Copertina Facebook 'Cosa non è inferno'

Cosa non è inferno – 20/10/2022

A cinquant’anni dall’uscita de “Le città Invisibili” di Italo Calvino, edito da Einaudi, i due artisti decidono di dedicare allo scrittore e a questo testo la loro personale presso la galleria perugina, partendo dall’esortazione finale del libro che invita a “cercare e saper riconoscere chi e cosa, in mezzo all’inferno, non è inferno, e farlo durare, e dargli spazio”.

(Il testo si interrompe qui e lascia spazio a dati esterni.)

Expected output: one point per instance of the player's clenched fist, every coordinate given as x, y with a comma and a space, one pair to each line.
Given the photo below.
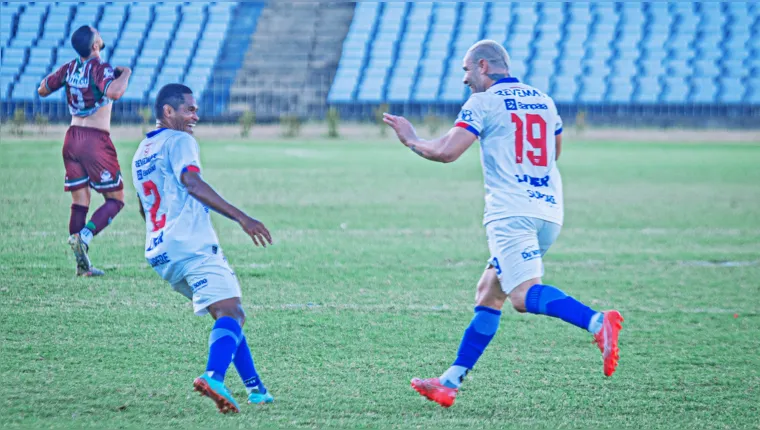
256, 230
403, 128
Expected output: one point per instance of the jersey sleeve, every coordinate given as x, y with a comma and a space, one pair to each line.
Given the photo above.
184, 156
471, 115
103, 76
55, 80
558, 124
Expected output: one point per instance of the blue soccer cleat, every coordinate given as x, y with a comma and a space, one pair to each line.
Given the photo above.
256, 398
216, 391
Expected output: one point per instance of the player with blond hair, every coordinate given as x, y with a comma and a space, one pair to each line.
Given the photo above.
520, 134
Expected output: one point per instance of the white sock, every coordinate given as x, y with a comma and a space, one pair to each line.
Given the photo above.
86, 235
595, 325
454, 376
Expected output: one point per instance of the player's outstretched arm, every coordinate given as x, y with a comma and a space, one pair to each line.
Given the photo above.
119, 85
444, 149
203, 192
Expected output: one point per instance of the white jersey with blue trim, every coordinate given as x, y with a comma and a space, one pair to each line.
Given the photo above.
517, 125
178, 227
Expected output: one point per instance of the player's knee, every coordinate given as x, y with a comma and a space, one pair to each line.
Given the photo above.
518, 302
518, 295
115, 195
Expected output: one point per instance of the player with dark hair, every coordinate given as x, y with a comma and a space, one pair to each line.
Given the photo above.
88, 153
181, 244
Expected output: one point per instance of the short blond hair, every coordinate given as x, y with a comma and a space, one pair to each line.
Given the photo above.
491, 51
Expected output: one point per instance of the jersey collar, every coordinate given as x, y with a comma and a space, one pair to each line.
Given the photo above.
155, 132
507, 80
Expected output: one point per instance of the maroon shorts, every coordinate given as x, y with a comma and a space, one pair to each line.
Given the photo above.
90, 159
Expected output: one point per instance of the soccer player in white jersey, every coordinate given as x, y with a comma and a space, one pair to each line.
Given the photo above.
520, 136
181, 244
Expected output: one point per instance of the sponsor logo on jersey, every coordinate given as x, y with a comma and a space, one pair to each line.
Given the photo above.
159, 260
530, 254
495, 263
533, 181
154, 242
513, 104
143, 161
77, 80
199, 285
541, 196
144, 173
520, 92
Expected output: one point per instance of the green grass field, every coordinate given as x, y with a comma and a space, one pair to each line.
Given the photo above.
371, 282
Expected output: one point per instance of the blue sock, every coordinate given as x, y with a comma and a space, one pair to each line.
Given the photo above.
222, 344
246, 369
547, 300
476, 338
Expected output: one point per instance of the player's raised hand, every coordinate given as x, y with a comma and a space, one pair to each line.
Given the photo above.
256, 230
403, 128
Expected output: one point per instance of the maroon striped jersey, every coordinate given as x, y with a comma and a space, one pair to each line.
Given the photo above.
86, 84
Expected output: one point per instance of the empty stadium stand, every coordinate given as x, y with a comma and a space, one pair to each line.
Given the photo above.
161, 42
579, 52
292, 59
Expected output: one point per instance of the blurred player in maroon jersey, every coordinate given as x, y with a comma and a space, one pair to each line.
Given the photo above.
88, 153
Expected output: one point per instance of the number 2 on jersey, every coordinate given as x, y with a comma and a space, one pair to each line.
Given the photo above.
538, 155
150, 188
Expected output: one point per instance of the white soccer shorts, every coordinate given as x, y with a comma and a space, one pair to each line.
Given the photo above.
517, 246
210, 281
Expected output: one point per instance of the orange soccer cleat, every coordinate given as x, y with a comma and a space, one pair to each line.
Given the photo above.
433, 390
607, 340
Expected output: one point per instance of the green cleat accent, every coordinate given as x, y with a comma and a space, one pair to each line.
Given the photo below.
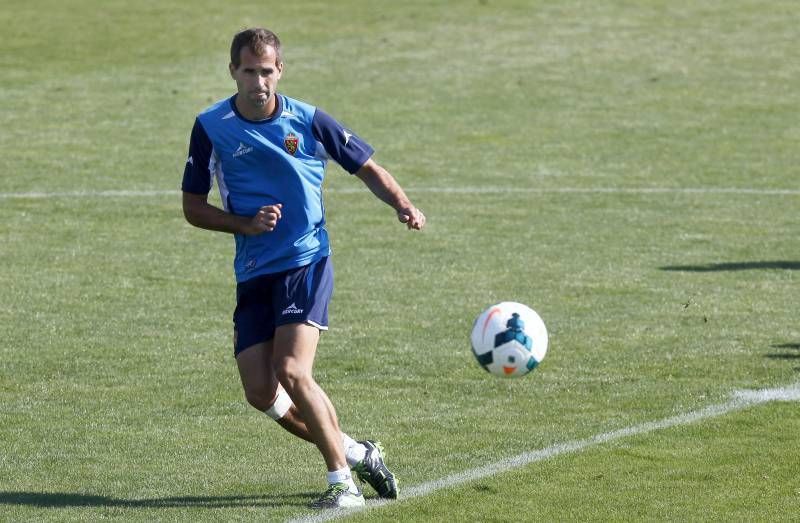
373, 470
338, 495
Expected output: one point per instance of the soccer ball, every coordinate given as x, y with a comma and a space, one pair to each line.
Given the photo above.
509, 339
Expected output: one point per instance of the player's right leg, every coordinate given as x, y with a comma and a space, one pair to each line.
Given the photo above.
264, 393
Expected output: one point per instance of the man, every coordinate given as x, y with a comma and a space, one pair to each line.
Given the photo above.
268, 153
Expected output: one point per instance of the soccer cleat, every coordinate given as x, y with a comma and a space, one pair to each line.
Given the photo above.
373, 470
338, 495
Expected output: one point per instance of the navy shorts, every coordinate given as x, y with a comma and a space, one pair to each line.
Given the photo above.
265, 302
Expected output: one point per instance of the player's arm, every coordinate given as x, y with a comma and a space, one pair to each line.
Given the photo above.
202, 214
355, 156
385, 187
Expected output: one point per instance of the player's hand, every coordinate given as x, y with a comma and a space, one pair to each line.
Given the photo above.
412, 217
266, 219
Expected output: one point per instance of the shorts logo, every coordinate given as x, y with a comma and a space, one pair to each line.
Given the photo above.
290, 142
292, 309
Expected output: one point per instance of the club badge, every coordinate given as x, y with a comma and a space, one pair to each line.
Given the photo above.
290, 142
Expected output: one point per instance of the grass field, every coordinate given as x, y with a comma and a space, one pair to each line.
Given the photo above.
628, 169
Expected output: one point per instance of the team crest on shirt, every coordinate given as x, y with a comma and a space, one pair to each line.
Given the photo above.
290, 142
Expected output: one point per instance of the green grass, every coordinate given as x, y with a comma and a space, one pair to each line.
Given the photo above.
551, 145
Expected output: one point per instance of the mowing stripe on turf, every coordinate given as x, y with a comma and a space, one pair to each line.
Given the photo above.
739, 400
35, 195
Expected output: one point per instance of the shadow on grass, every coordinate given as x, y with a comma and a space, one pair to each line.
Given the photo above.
736, 266
789, 356
69, 499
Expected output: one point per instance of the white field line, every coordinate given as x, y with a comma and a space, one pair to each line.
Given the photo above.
34, 195
739, 400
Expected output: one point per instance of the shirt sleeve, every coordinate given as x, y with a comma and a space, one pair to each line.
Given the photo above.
347, 149
197, 173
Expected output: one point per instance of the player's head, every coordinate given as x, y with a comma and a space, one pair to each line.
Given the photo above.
256, 66
256, 40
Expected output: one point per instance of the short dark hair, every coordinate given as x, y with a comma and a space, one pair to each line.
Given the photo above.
256, 39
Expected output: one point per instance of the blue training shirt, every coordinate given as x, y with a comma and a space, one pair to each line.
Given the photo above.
278, 160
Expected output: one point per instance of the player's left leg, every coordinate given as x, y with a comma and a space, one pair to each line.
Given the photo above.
294, 350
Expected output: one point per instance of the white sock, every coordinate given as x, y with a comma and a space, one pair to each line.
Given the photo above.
343, 476
353, 450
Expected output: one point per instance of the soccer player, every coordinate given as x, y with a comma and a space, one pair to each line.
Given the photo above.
268, 153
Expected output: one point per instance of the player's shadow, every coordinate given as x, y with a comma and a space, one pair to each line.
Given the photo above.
791, 352
73, 499
785, 265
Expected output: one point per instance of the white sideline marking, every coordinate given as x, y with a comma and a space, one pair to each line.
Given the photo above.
739, 400
434, 190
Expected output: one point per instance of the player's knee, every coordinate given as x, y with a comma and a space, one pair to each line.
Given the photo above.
259, 397
293, 376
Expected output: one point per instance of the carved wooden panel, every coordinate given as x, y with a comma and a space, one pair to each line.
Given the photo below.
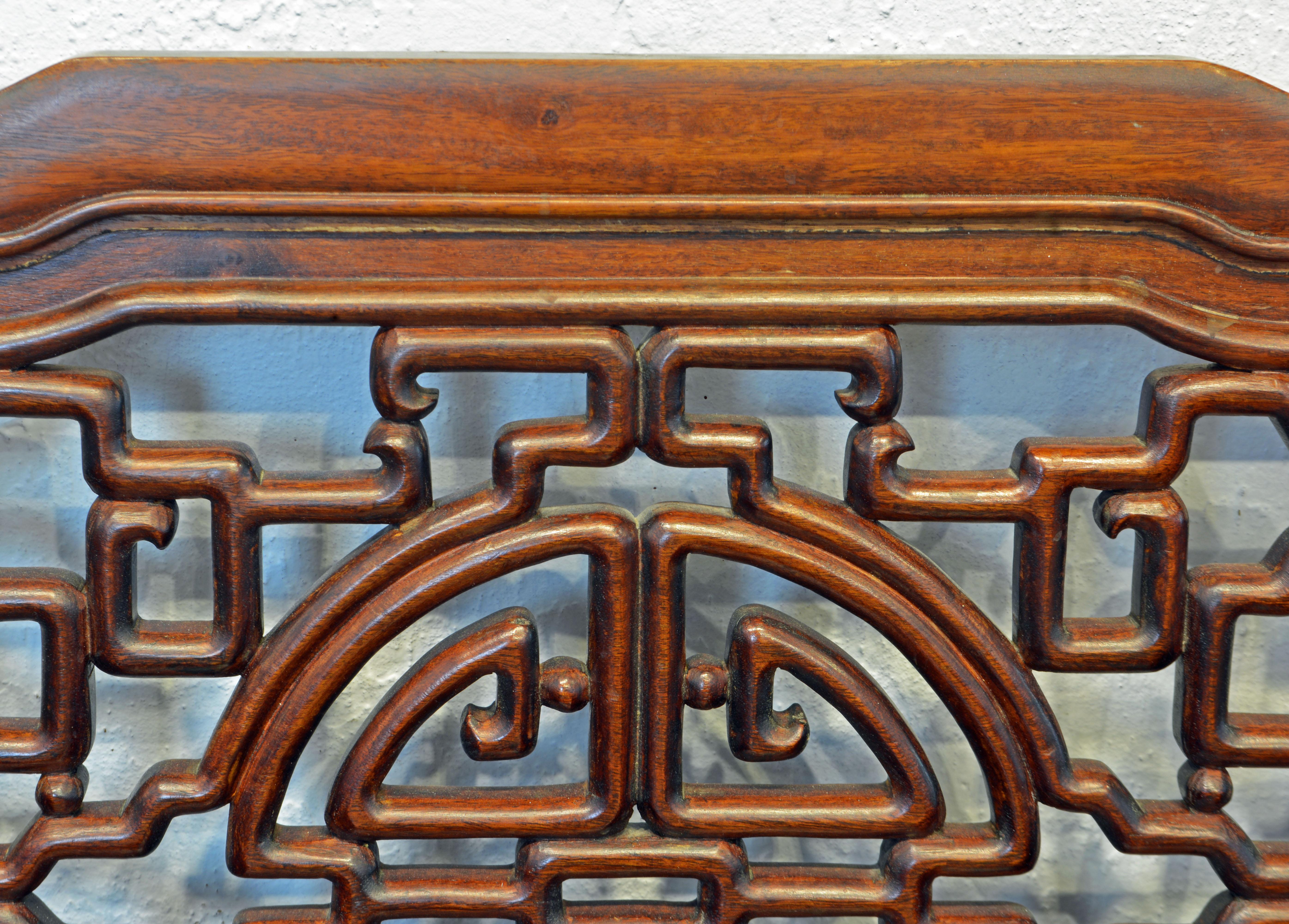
514, 216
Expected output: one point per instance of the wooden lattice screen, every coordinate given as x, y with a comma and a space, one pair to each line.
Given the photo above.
508, 214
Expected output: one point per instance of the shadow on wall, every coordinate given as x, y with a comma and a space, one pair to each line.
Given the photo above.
970, 395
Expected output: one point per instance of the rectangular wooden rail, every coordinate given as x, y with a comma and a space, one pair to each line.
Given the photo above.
515, 214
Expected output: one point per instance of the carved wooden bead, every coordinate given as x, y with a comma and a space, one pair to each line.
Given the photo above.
707, 682
62, 794
1207, 789
565, 685
516, 216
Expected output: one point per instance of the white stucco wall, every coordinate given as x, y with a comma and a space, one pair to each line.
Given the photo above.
971, 395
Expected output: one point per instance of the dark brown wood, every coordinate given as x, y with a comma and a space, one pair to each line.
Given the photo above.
514, 214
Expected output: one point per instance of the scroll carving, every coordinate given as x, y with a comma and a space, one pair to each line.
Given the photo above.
542, 265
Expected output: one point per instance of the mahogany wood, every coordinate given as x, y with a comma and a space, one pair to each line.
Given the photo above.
514, 214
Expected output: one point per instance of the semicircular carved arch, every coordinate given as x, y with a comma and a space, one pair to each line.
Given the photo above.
538, 265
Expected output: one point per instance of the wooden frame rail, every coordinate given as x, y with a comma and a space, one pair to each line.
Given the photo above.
514, 214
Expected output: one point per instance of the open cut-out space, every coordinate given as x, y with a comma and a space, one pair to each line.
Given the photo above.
1125, 721
973, 394
807, 427
191, 855
556, 593
818, 921
1260, 667
474, 407
1141, 888
640, 888
1099, 570
140, 721
854, 851
44, 498
978, 557
21, 645
1259, 803
715, 590
1234, 490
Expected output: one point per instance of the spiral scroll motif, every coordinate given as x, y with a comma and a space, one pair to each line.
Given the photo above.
636, 681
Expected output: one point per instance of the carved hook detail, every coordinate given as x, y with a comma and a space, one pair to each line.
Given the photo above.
760, 644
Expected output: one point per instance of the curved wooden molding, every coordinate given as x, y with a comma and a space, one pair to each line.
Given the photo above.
514, 214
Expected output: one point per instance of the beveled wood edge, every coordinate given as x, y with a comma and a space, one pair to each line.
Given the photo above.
1003, 209
1226, 340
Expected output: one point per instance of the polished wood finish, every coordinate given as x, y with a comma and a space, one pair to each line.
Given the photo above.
514, 214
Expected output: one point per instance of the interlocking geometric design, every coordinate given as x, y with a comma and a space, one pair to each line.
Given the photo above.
637, 681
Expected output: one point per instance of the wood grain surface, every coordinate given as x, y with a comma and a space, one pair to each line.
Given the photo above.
514, 214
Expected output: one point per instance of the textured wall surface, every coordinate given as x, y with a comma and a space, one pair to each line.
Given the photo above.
300, 398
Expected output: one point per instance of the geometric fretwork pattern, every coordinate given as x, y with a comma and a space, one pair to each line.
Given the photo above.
636, 681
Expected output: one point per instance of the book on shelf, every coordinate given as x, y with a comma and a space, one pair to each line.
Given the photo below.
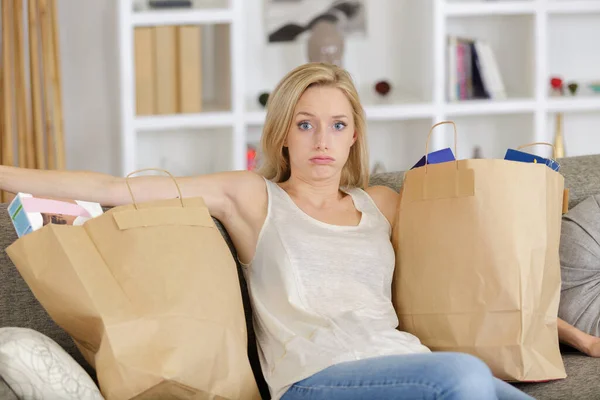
473, 71
168, 70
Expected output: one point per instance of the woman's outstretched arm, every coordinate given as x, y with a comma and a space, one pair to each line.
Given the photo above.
217, 189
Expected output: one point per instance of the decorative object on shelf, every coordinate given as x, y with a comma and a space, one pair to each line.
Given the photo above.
556, 84
383, 87
326, 43
251, 158
263, 99
286, 21
595, 87
378, 168
559, 142
473, 70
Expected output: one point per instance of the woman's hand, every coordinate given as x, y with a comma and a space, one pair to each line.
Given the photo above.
587, 344
594, 348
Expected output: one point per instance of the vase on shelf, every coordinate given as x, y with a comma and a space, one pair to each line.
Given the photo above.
326, 43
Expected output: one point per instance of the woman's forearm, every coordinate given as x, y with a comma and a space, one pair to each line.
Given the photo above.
78, 185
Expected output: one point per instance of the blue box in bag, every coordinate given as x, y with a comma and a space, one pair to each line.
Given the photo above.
436, 157
521, 156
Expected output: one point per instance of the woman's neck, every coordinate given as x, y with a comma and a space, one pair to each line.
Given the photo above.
319, 194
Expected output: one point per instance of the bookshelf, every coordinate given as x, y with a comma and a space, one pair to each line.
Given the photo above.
406, 44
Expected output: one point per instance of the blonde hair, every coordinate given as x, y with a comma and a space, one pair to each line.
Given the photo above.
282, 102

Del viaggio di Marco Polo nell’impero del Gran Kan restano le conversazioni, le immagini di luoghi sconosciuti agli occhi del sovrano: egli non lascia mai il suo palazzo, ma scopre e conosce i suoi sudditi attraverso le città che hanno costruito, raccontate dalle parole del grande esploratore. Quello che loro fanno è un viaggio nell’umanità e nel tempo dell’umanità: il passato svela il futuro delle città, ne spiega i meccanismi, le crescite e le decrescite, ciò che è destinato a durare e ciò che è destinato a finire.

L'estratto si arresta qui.